Small molecules are chemical in nature, they are easily absorbed into the bloodstream and will have a wide range of effects on the body. Most over the counter drugs on the market today are small molecule drugs. Small molecules will often hit desired targets, but will also hit undesired targets, producing adverse effects. Therefore, it is important to understand the desired effects, the undesired effects, and the dose-response relationship for desired effects vs undesired adverse effects.
A two species model with one rodent species and one non-rodent species is required for testing small molecule drugs to increase the likelihood of identifying potential human toxicities.

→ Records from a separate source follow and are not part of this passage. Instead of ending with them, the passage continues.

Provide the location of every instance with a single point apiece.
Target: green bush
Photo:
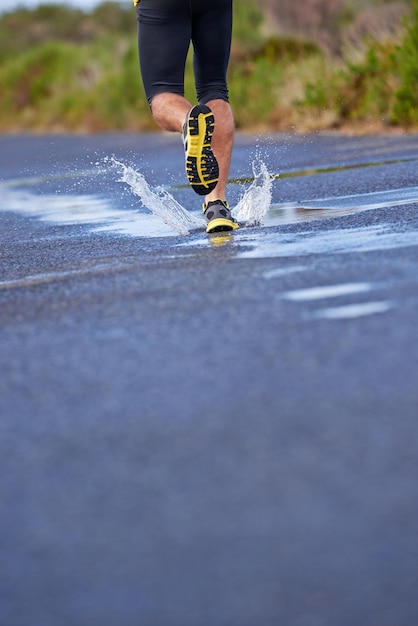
(405, 108)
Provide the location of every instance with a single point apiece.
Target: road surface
(201, 431)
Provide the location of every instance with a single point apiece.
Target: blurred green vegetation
(62, 69)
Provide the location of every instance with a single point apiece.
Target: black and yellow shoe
(218, 217)
(201, 165)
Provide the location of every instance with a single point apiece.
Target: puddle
(157, 212)
(305, 243)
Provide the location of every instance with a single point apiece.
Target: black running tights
(165, 30)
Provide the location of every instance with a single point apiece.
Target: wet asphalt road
(199, 433)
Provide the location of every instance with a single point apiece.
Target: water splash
(159, 202)
(256, 200)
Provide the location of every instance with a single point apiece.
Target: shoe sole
(201, 165)
(221, 224)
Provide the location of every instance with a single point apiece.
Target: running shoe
(201, 165)
(218, 217)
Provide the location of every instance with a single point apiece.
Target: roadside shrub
(405, 108)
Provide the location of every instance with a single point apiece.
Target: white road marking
(351, 311)
(327, 291)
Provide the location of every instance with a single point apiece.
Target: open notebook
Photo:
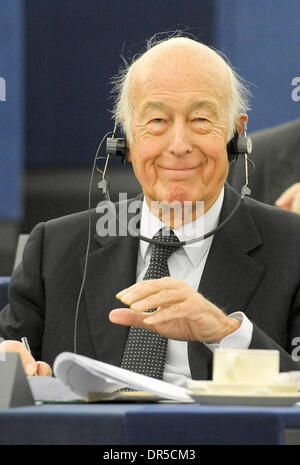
(85, 376)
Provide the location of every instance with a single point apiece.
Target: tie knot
(163, 252)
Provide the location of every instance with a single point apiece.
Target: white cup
(255, 366)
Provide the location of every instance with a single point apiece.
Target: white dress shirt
(187, 263)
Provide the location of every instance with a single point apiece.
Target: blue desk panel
(146, 424)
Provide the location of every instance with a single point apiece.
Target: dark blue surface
(261, 39)
(12, 109)
(155, 424)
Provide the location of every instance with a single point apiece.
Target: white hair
(240, 94)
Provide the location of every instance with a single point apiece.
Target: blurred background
(57, 58)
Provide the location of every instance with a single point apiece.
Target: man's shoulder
(269, 217)
(80, 221)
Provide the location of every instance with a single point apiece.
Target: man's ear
(242, 118)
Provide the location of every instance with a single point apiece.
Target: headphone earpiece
(239, 145)
(116, 147)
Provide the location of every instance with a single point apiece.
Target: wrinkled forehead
(180, 67)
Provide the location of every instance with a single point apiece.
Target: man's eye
(157, 120)
(201, 120)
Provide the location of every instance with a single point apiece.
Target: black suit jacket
(253, 266)
(276, 154)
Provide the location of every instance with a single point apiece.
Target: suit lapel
(231, 276)
(111, 268)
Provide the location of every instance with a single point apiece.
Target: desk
(148, 424)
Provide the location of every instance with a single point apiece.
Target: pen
(24, 341)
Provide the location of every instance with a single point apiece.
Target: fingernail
(127, 298)
(121, 292)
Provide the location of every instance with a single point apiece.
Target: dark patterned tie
(145, 350)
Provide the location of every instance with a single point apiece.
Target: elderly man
(179, 104)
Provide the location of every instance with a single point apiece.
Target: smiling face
(179, 99)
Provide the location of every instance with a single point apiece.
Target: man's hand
(182, 313)
(31, 367)
(290, 199)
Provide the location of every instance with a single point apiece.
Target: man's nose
(180, 143)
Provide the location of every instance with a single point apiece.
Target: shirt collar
(151, 224)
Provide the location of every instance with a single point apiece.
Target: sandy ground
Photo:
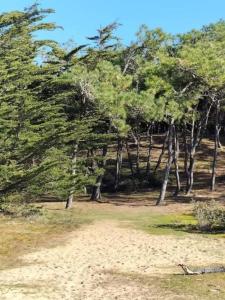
(88, 265)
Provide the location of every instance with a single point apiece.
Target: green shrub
(16, 206)
(210, 216)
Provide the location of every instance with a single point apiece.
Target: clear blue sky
(80, 18)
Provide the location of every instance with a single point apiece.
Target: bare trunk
(185, 136)
(69, 201)
(162, 152)
(176, 157)
(216, 139)
(119, 160)
(148, 166)
(96, 191)
(138, 156)
(168, 166)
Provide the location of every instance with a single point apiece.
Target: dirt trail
(87, 266)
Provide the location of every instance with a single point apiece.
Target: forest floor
(118, 252)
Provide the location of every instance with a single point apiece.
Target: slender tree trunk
(148, 166)
(162, 152)
(168, 166)
(186, 154)
(138, 156)
(96, 191)
(176, 158)
(129, 159)
(193, 144)
(69, 201)
(216, 139)
(119, 161)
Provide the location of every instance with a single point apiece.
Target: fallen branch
(187, 271)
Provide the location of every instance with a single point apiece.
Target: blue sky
(80, 18)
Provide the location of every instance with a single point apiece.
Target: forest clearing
(112, 156)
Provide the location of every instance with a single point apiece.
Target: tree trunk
(119, 160)
(216, 139)
(168, 166)
(96, 191)
(148, 166)
(162, 152)
(69, 201)
(176, 157)
(186, 154)
(138, 156)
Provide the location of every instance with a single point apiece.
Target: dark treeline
(70, 118)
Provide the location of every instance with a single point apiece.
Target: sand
(87, 265)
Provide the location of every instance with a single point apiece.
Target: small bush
(15, 206)
(210, 216)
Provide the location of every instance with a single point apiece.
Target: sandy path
(85, 267)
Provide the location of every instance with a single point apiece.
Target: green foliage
(210, 216)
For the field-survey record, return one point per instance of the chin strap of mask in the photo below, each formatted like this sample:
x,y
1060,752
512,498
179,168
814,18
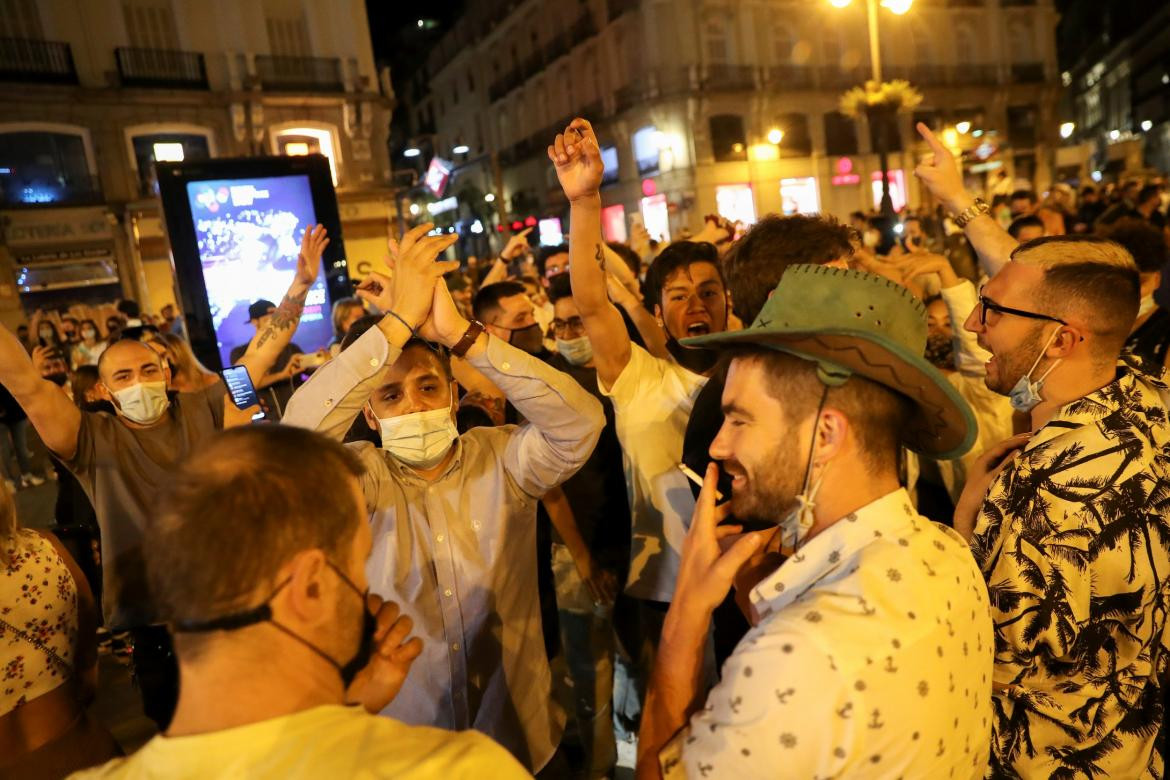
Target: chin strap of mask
x,y
797,523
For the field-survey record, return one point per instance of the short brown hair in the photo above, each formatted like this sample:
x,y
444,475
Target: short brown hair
x,y
1088,278
876,414
756,262
242,506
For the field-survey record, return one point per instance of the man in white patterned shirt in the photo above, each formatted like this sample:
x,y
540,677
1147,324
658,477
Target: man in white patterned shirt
x,y
871,648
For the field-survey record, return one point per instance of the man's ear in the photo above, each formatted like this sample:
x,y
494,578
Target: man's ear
x,y
369,416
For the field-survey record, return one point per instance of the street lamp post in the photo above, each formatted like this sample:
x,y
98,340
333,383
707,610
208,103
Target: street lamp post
x,y
879,114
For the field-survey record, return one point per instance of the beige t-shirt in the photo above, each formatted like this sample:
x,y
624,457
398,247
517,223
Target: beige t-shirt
x,y
325,741
652,402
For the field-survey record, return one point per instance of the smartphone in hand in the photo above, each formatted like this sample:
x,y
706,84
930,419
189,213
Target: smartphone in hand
x,y
241,390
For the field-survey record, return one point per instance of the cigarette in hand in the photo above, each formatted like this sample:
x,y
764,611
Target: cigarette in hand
x,y
697,480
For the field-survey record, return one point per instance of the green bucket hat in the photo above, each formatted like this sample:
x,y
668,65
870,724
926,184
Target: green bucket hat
x,y
858,323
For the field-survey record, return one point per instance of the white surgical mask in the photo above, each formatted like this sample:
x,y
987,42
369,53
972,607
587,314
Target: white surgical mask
x,y
144,402
420,440
577,351
1026,393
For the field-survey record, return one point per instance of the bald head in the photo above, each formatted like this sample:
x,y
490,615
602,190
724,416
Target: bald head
x,y
130,363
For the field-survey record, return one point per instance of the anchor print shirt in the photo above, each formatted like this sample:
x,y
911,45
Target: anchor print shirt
x,y
872,657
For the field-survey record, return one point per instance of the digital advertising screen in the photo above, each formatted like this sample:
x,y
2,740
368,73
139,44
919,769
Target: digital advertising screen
x,y
248,233
234,227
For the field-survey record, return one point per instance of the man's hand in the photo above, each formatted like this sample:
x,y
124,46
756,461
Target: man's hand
x,y
577,158
707,571
414,271
234,416
941,174
978,481
444,324
308,262
516,246
921,263
379,682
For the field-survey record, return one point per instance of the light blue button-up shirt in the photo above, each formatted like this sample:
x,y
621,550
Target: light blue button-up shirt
x,y
459,553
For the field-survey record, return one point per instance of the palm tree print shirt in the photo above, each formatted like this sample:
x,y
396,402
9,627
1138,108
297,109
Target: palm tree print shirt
x,y
1074,542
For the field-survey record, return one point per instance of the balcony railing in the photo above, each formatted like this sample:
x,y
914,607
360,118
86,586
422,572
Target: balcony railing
x,y
300,74
167,68
729,77
43,62
74,190
614,8
1027,73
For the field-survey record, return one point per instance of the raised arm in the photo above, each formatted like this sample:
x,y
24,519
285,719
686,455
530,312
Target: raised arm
x,y
268,344
337,391
944,180
578,161
56,419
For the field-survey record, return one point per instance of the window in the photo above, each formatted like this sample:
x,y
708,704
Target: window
x,y
728,139
47,164
150,25
840,135
797,140
160,146
646,150
783,43
610,163
288,36
964,43
715,40
19,19
307,138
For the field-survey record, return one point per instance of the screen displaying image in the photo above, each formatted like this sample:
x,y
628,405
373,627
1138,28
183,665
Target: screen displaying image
x,y
248,234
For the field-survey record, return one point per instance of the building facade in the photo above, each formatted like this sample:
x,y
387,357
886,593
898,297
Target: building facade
x,y
97,90
687,96
1119,95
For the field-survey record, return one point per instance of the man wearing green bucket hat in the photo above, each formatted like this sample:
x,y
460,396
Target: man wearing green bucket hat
x,y
871,651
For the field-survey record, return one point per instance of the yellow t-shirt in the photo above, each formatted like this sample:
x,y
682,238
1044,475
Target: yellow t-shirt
x,y
325,741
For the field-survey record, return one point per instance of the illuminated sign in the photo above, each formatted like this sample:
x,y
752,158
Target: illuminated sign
x,y
844,173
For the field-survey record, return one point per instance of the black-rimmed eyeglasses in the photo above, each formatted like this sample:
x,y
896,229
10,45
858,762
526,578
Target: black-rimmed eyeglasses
x,y
986,304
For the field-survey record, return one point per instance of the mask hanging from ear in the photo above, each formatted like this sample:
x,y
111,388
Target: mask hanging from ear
x,y
1025,395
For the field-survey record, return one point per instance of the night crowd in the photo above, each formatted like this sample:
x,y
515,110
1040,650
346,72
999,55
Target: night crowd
x,y
880,497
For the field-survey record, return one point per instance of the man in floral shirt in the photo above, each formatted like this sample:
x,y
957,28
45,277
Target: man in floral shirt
x,y
1073,532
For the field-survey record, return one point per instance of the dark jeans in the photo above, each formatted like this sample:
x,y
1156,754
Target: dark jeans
x,y
157,672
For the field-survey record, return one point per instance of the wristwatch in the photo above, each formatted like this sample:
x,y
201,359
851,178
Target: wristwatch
x,y
465,344
978,208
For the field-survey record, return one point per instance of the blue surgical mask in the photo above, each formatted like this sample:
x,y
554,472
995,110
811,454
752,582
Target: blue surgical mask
x,y
578,351
1025,395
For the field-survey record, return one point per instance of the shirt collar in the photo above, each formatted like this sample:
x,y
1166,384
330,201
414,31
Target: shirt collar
x,y
1124,391
832,547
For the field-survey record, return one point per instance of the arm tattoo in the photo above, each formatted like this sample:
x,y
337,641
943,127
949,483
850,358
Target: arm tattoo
x,y
286,317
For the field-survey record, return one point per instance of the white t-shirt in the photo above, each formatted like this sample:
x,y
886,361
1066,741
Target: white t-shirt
x,y
325,741
652,402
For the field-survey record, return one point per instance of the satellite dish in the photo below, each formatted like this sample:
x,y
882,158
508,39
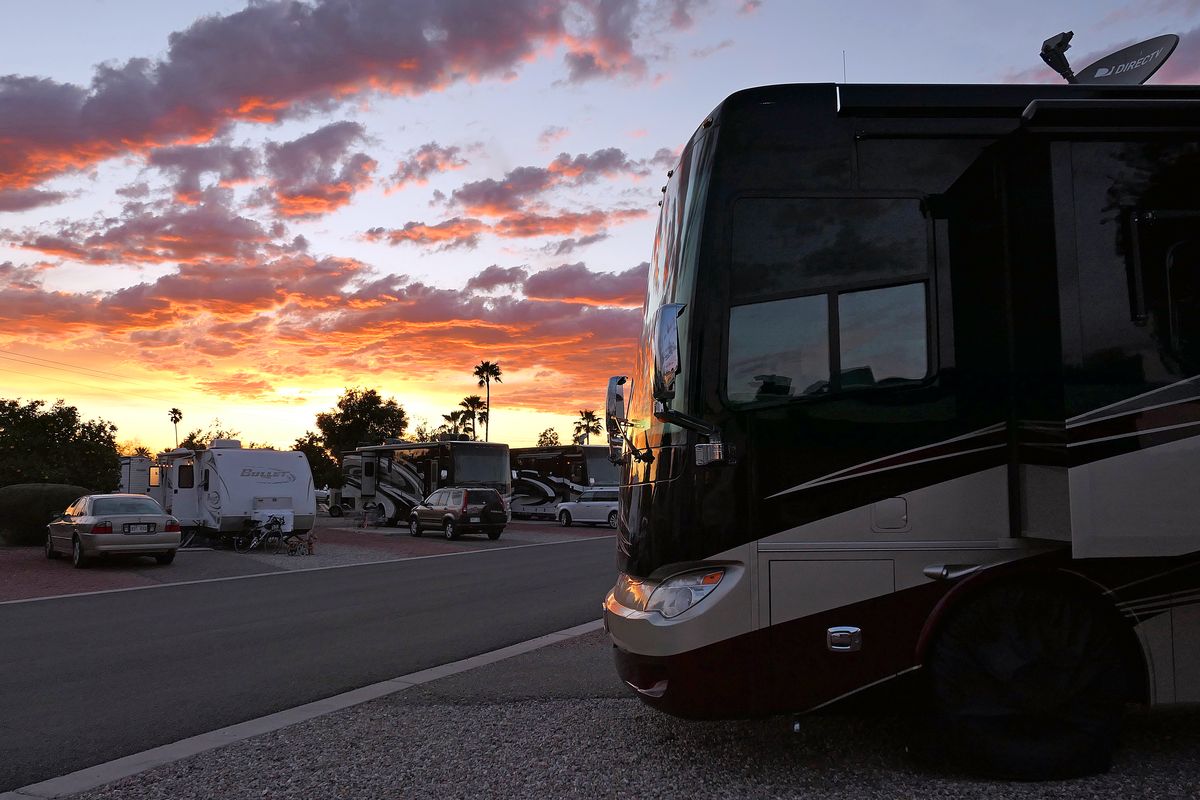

Large Molecules are also referred to as biotherapeutics or biologics. They are biological in nature, derived from cell cultures or produced by transgenic plants and animals with recombinant DNA technology. Examples of biotherapeutics include monoclonal antibodies, growth factors, enzymes and cytokines. These molecules are produced for human use and will often require highly specific receptors to become pharmacologically active and therefore the range of viable animal models for toxicology testing is often limited. Preliminary in vitro tests can be performed to determine the appropriate animal models. Rodent models may be found to be ineffective and sometimes most other common models may also be ineffective.
Although a two species model is preferred when cross-species reactivity can be demonstrated, the species specificity of some biotherapeutics will limit the eligible models to non-human primates, in these cases, a single species model can be justified.
Our expert staff is experienced with handling rats, mice, guinea pigs, rabbits, minipigs, beagle dogs cynomolgus monkeys and rhesus monkeys. ITR is also equipped to perform biopharmaceutical testing with both rodent & non-rodent species at the same site. Our team of experienced scientists conducts customized assays in compliance with ICH guidelines and current best practices to assure that your program is properly supported with the right data. Services offered include drug potency assays to support species selection and justification.
We can offer a diverse range of customized services including safety testing for IND & NDA submissions. ITR has worked with many drugs in development for a wide range of therapeutic areas including oncology, inflammation, infectious disease, metabolic disease, osteoporosis, respiratory disease, cardiovascular disease and many more.
Deciding on the appropriate animal models is paramount to successful safety testing and a smooth development pipeline. ITR is committed to offering world leading customized preclinical services to suit the needs of our clients and offer the widest possible range of solutions.